The Seraphic Saint Lucky

Today is the Feast of St. Bonaventure, Doctor of the Church. As I always like to point out, 'Bonaventure' is pretty obviously a nickname (it means 'Good Luck'); he was actually born Giovanni di Fidanza. We do not know for sure why he was called Lucky, but the (late) legend is that when he was a baby, he became sick, and his parents took him to a holy man from Assisi named Francis, who took little Giovanni in his arms and exclaimed, "O buona ventura!" And that is why Bonaventure eventually became a Franciscan.

From his Breviloquium (5.1.5):

Now no one possesses God without being possessed by God in a special way. And no one possesses and is possessed by God without loving God and being loved by God in a particular and incomparable manner, as in the case of a bride and groom where each loves and is loved by the other. And no one is loved in this way without being adopted as a child entitled to an eternal inheritance. Therefore , the 'grace' which makes pleasing' makes the soul the temple of God, the bride of Christ, and the daughter of the eternal Father.And since this cannot occur except through a supremely gracious condescension of the part of God, it could not be caused by some naturally implanted habit, but only by a free gift divinely infused. This is most evident if we consider what it truly means to be God's temple and God's child, and to be joined to God as in wedlock by the bond of love and grace.

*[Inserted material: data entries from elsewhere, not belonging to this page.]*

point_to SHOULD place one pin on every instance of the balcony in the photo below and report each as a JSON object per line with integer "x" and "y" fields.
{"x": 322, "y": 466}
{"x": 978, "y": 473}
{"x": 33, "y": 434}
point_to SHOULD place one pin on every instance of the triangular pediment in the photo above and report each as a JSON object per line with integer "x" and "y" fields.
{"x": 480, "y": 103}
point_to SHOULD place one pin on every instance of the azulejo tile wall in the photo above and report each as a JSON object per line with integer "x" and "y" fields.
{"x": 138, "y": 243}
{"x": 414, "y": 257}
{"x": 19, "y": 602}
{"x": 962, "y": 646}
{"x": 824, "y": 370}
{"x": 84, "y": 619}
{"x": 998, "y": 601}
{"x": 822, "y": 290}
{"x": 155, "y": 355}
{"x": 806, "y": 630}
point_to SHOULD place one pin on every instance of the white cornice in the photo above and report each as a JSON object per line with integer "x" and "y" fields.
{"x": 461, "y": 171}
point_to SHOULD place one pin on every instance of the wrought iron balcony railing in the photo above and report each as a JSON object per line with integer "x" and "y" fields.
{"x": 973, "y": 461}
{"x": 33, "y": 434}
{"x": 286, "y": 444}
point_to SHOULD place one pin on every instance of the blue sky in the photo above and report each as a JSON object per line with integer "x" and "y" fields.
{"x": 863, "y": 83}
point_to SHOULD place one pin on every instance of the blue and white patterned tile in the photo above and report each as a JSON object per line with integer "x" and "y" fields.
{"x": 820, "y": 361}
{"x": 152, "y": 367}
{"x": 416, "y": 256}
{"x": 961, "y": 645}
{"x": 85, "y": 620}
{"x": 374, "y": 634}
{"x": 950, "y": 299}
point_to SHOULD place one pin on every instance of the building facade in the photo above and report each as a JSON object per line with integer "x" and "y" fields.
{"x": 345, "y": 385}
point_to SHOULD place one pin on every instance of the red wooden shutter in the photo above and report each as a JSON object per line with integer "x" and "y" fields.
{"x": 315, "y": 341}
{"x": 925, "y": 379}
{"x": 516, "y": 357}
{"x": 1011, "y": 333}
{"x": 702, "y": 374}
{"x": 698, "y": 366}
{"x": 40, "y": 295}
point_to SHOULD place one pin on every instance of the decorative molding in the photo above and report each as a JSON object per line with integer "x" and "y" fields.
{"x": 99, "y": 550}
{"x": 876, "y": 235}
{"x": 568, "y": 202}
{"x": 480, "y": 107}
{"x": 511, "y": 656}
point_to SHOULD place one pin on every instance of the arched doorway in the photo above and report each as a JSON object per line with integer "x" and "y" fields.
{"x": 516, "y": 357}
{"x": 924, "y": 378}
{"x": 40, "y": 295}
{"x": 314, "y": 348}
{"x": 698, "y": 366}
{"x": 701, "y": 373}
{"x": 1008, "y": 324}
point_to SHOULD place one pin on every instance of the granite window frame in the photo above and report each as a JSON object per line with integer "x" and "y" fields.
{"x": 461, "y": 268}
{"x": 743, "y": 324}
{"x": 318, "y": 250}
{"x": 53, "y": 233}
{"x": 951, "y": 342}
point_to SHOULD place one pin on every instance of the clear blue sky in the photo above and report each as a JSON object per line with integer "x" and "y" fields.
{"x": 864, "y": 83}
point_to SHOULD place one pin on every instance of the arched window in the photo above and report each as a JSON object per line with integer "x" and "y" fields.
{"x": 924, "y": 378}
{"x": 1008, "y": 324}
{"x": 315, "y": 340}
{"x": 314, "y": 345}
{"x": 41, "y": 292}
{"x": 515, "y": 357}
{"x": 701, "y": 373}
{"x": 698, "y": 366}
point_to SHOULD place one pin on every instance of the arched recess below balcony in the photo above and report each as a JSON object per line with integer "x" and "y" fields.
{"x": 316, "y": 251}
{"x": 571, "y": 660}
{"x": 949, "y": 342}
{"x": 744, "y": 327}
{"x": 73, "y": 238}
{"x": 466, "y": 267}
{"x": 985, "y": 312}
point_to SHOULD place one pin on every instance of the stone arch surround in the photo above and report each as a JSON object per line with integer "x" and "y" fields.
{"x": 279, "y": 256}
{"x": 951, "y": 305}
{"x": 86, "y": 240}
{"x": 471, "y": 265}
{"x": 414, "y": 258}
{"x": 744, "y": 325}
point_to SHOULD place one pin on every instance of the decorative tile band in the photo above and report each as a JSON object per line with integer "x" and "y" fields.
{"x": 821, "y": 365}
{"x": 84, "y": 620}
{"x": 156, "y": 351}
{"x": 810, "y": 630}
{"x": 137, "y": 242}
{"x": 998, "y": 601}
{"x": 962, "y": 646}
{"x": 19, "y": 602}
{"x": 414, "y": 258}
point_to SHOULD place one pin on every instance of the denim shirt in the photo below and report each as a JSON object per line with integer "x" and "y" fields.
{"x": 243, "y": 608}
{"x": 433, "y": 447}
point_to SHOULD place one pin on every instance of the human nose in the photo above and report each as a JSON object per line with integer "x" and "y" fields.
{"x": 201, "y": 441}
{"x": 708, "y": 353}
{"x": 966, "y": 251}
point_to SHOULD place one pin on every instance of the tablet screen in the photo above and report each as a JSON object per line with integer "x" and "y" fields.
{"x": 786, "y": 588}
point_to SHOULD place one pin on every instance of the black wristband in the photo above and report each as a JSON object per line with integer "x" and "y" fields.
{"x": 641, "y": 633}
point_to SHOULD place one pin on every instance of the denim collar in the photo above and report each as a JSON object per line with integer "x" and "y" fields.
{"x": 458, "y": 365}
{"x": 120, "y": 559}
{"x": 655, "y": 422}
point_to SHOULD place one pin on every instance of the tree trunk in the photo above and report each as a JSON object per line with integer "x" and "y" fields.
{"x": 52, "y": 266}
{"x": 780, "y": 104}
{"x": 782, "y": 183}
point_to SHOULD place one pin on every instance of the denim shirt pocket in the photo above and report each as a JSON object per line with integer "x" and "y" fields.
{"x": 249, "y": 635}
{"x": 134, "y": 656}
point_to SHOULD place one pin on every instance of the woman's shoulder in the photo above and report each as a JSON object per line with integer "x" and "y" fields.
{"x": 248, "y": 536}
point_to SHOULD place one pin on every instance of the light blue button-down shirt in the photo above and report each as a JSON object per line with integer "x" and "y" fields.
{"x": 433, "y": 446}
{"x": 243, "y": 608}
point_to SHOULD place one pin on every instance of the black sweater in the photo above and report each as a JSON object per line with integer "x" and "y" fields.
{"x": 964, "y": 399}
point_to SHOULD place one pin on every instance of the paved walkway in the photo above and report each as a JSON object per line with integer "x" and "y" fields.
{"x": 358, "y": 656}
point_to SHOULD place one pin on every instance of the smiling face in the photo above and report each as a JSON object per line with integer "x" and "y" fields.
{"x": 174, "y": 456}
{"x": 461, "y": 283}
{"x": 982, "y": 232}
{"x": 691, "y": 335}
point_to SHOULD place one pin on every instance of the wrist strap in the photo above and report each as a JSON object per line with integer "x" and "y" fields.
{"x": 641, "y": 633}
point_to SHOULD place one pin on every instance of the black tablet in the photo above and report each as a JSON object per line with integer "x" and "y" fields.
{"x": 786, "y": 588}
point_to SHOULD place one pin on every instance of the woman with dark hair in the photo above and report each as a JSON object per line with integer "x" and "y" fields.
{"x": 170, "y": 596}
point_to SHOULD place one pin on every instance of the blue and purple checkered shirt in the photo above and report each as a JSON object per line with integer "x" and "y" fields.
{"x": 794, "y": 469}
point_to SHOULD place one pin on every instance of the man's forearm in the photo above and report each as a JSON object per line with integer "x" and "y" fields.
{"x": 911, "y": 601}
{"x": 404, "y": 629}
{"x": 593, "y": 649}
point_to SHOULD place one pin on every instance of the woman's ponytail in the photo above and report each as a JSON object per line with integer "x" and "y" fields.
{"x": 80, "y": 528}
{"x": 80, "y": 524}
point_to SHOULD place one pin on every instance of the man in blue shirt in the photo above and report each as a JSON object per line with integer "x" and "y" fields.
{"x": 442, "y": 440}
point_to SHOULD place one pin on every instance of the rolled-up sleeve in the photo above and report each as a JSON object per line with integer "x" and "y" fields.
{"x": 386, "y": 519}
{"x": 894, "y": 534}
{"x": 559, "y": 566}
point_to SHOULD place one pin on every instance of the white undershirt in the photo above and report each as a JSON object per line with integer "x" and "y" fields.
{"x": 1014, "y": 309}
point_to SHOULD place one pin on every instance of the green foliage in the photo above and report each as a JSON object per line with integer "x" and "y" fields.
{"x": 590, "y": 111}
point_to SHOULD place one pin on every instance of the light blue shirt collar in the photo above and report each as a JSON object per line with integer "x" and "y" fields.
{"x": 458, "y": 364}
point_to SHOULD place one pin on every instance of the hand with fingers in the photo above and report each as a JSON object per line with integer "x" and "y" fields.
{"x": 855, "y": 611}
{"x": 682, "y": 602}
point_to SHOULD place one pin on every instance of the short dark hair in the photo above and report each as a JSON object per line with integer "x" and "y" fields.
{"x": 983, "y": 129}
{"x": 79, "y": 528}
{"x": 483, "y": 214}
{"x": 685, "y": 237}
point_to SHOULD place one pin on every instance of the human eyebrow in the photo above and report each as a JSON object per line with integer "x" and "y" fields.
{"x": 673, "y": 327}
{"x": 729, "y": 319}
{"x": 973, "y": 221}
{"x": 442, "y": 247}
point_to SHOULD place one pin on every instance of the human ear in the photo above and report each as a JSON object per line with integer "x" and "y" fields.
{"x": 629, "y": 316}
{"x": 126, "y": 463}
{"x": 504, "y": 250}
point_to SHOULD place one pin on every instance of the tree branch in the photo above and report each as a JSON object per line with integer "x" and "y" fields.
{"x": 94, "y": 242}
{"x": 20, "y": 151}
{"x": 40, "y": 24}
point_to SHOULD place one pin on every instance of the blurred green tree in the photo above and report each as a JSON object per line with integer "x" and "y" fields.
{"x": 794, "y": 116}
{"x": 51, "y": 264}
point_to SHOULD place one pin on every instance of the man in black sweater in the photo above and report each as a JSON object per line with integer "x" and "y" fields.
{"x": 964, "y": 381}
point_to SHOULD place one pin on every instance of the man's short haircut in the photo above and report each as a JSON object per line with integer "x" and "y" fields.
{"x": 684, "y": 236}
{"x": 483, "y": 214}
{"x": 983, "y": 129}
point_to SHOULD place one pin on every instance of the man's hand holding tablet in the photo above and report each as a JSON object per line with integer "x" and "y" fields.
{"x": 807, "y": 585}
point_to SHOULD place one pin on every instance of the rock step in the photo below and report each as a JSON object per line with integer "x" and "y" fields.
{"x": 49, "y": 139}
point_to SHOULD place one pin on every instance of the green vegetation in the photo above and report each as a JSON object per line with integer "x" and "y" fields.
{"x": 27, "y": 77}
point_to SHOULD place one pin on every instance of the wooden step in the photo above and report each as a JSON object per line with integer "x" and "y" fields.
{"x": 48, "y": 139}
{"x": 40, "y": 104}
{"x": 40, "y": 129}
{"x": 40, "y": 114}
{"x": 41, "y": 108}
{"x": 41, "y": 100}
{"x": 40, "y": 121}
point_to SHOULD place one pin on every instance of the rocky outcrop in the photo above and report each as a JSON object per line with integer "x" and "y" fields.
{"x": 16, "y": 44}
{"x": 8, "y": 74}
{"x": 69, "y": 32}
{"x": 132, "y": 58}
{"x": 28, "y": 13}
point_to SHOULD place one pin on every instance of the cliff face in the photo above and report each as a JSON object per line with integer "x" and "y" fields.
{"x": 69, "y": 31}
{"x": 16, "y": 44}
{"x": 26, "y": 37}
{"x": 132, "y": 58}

[St. Bonaventure, Breviloquium, Monti, ed. and tr., Franciscan Institute Publications (Saint Bonaventure, NY: 2005), p. 172.]

There are probably a number of reasons why St. Bonaventure is often called the Seraphic Doctor. One is his emphasis on divine love. Another is probably that the Franciscans wanted an epithet for him that would sound more impressive than that of the Dominican St. Thomas Aquinas, the Angelic Doctor. (One can never overestimate the power of the Franciscan-Dominican rivalry.) But a major reason would be his theological explanation of St. Francis's baffling vision of the Crucified Seraph. From the Itinerarium:

Inspired by the example of our blessed father, Francis, I sought after this peace with yearning soul -- sinner that I am and all unworthy, yet seventh successor as Minister to all the brethren in the place of the blessed father after his death. It happened that, thirty-three years after the death of the Saint, about the time of his passing, moved by a divine impulse, I withdrew to Mount Alverno as to a place of quiet, there to satisfy the yearning of my soul for peace. While I abode there, ponderin gon certain spiritual ascents to God, there occurred to me, among other things, that miracle which in this very place had happened to the blessed Francis -- the vision he received of the winged seraph in the form of the Crucified. As I reflected on this marvel, it immediately seemed to me that this vision suggested the uplifting of Saint Francis in contemplation and that it pointed out the way by which that state of contemplation can be reached.
[St. Bonaventure, Itinerarium Mentis in Deum, Boehner, tr., The Franciscan Institute (Saint Bonaventure, NY, 1956), p. 31.]

The rest of the Itinerarium goes into the details. I've previously given a summary of the first two of the six wings of the Seraph.